En la era digital, ser el cerebro de una organización requiere de la aceptación de nuevos retos… El liderazgo tradicional se ha visto fracturado en los tiempos que corren,  el directivo del siglo XXI debe estar preparado para hacer uso de las nuevas tecnologías y herramientas de comunicación a través de internet, ya que debe saber proyectar de la manera más adecuado la imagen de la marca o compañía que lidera en un escaparate a nivel mundial llamado Internet. 

A este respecto, hoy encontramos dos perfiles, el del los inmigrares digitales (personas nacidas y educadas antes del auge de las nuevas tecnologías) y el de los nativos digitales (personas que, rodeadas desde temprana edad por las nuevas tecnologías  y los nuevos medios de comunicación que consumen masivamente, desarrollan otra manera de pensar y de entender el mundo). 

Pero idependientemente de las marcadas diferencias que puede haber entre unos y otros, el liderazgo 2.0 requiere de de una serie de características y habilidades en los nuevos directivos que deben aceptar, asumir y adquirir —si fuera necesario— para adaptarse a los nuevos tiempos. 

Características del líder 2.0

Quizá uno de los rasgos más importantes, si de liderazgo 2.0 hablamos, es la actitud. El líder 2.0 debe estar abierto a los cambios y saberlos reconocer y ser capaz de generar nuevas formas de relación que permitan mejorar la eficacia y la productividad. Pero no sólo eso, debe tener la mente también abierta a la posibilidad de sinergia y colaboraciones con otras empresas o profesionales. 
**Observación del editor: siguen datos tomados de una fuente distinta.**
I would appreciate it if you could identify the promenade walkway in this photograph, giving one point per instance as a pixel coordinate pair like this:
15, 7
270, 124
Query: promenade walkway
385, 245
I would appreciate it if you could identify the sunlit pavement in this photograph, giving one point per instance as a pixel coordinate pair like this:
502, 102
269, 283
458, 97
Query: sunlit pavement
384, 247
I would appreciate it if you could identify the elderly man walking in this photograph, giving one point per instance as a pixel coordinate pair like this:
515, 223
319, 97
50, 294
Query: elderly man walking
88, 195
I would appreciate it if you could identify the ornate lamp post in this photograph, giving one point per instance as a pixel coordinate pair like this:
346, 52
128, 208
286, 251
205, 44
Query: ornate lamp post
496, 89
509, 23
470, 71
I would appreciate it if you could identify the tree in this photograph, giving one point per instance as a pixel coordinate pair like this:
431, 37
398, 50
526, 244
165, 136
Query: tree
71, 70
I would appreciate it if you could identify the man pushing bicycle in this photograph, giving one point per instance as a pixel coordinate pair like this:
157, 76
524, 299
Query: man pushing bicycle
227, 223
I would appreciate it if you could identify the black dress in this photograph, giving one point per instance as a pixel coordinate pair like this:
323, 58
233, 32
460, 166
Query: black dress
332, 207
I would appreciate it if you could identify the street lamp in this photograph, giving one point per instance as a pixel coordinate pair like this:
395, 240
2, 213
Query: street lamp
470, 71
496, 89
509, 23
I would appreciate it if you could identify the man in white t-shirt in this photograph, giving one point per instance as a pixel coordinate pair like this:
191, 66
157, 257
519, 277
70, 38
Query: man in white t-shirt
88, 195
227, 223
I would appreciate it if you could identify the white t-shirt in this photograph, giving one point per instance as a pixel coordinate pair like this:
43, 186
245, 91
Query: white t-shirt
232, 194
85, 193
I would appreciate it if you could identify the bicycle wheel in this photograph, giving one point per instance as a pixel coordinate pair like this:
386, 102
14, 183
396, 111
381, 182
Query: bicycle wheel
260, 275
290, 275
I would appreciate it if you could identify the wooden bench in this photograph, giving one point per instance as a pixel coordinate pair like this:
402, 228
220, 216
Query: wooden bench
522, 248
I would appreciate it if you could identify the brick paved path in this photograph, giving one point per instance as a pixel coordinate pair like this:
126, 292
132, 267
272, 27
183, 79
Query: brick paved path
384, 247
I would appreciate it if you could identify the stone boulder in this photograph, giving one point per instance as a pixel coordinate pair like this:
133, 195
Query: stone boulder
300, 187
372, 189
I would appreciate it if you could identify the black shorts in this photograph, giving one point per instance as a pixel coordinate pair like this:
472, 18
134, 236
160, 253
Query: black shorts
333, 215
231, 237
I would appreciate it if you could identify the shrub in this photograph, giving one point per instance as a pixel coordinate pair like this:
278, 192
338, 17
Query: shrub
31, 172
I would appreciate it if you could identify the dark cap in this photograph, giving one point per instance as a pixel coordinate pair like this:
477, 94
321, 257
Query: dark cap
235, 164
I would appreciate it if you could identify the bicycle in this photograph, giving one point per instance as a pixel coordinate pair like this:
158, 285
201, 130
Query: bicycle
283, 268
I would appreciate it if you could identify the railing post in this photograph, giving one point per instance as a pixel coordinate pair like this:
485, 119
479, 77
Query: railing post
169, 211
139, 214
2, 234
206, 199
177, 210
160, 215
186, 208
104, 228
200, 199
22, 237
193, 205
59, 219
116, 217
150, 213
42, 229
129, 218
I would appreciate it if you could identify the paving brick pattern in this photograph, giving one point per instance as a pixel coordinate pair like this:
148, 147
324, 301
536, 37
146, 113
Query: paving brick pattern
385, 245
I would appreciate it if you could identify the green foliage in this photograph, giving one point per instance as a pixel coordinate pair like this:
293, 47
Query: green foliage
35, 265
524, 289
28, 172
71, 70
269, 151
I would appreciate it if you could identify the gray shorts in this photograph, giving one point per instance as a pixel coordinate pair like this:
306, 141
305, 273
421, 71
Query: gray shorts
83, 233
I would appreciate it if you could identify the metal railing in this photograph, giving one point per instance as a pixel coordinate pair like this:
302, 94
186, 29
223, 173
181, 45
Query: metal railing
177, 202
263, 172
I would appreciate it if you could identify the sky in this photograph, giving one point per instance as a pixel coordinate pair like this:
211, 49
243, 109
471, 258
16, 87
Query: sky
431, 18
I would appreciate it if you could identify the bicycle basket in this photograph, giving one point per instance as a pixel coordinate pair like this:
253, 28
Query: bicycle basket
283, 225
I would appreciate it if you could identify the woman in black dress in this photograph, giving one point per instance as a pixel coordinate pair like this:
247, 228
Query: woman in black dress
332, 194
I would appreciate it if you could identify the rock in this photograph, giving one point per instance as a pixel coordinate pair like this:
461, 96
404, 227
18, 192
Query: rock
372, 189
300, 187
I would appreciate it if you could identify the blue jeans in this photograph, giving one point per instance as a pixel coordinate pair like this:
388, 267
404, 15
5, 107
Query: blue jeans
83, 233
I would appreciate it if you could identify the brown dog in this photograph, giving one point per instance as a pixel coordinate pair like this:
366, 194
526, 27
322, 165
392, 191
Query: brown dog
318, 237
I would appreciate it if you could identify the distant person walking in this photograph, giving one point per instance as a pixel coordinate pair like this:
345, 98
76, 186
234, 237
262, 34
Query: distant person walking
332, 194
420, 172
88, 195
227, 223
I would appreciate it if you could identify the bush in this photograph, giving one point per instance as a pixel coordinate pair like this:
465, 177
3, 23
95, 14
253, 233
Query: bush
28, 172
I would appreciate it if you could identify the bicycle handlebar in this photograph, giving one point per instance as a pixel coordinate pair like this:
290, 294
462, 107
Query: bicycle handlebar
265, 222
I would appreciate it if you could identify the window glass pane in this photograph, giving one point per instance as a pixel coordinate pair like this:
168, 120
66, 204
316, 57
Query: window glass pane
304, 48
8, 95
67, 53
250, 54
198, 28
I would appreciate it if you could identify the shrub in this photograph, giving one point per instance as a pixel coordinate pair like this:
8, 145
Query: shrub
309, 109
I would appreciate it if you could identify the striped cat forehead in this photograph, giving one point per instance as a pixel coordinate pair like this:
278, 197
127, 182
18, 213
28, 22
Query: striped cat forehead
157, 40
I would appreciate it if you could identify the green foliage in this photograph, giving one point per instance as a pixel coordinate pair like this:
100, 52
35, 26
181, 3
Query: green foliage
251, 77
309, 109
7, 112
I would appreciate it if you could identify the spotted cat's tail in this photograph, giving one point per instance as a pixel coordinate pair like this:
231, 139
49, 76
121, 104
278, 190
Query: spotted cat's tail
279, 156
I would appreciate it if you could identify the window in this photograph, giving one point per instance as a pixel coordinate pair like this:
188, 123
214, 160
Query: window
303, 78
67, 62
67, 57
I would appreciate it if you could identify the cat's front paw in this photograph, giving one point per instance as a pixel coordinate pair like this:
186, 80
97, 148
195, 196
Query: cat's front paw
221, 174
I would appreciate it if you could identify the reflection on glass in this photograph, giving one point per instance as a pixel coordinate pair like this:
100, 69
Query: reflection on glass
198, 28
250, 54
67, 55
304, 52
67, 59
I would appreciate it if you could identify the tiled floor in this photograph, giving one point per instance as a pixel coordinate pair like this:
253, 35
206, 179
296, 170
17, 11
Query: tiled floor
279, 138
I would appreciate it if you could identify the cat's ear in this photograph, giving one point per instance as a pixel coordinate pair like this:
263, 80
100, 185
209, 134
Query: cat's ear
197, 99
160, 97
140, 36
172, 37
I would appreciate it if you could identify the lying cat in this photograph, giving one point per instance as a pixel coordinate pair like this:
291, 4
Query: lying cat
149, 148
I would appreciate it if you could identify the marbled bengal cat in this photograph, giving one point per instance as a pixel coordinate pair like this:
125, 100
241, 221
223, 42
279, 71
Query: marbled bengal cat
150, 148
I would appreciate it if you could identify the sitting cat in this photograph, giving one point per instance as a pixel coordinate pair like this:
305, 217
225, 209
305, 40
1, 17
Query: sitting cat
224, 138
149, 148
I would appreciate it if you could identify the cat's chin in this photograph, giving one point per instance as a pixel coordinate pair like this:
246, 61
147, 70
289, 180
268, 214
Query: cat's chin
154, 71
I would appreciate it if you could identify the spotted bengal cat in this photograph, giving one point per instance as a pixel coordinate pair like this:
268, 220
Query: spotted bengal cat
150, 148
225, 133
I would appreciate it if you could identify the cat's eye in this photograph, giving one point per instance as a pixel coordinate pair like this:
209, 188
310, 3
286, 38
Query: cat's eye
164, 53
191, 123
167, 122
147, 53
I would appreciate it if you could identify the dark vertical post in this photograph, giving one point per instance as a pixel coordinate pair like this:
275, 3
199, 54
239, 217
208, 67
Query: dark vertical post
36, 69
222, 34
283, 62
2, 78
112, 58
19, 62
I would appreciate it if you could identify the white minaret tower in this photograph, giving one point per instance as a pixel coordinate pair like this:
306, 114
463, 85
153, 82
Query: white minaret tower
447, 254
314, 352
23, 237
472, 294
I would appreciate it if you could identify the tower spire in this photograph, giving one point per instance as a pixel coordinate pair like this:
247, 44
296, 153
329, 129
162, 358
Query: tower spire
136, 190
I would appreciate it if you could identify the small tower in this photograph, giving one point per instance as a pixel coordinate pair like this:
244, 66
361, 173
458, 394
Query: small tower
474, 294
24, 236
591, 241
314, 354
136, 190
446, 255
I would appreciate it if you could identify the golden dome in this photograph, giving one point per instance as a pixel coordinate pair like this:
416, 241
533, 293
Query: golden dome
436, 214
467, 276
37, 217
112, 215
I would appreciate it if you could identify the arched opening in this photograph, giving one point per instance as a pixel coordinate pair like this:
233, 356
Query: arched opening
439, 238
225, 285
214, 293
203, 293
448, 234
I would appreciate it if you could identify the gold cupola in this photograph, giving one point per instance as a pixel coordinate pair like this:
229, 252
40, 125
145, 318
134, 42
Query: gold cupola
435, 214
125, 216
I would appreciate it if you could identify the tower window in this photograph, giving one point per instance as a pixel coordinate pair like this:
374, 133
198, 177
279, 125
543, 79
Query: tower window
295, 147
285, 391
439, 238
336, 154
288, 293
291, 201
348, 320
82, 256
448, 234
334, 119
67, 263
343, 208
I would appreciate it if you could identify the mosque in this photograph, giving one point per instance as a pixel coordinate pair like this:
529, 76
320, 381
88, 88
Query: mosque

El contante reciclaje es otro de los aspectos básicos. Un líder 2.0 debe mostrarse a un aprendizaje continuo… 
Dos escenarios clave son las nuevas tecnologías, las cuales debe saber manejar con soltura; y los medios sociales, en los que debe tener muy claro el lenguaje a utilizar en cada uno de ellos. 

Hasta hace muy poco asociábamos el concepto líder, con la idea de una persona que debe buscar resolución a cualquier problema. Este concepto ha cambiado, o más bien ha evolucionado… Tanto es así que hoy, el líder 2.0 no tiene como prioridad resolver; sino más bien identificar los problemas y contar con la capacidad de activar los grupos de trabajo y las herramientas necesarias para activar la búsqueda de soluciones efectivas. 

Para nada encajan en el concepto de líder 2.0 aquellos directivos centrados en la toma de decisiones y los procesos. El nuevo concepto ha llevado a moderar e impulsar nuevas soluciones, a generar nuevas reflexiones y metodologías… En definitiva, a propiciar un clima de trabajo en equipo participativo, en el que cada opinión o idea sume y que resulte participativo. 

La empatía es otra de las características clave en este tipo de líder, que debe ser capaz de ponerse en el lugar de la persona que tiene en frente, de sentir como sienten las personas que trabajan y colaboran con él. 
Todo ello ha llevado, por supuesto, a trastocar el sistema jerárquico de las compañías, al que latendencia ha llevado a una posición más flexible que propicie una comunicación fluida entre los directivos y las personas que lideran.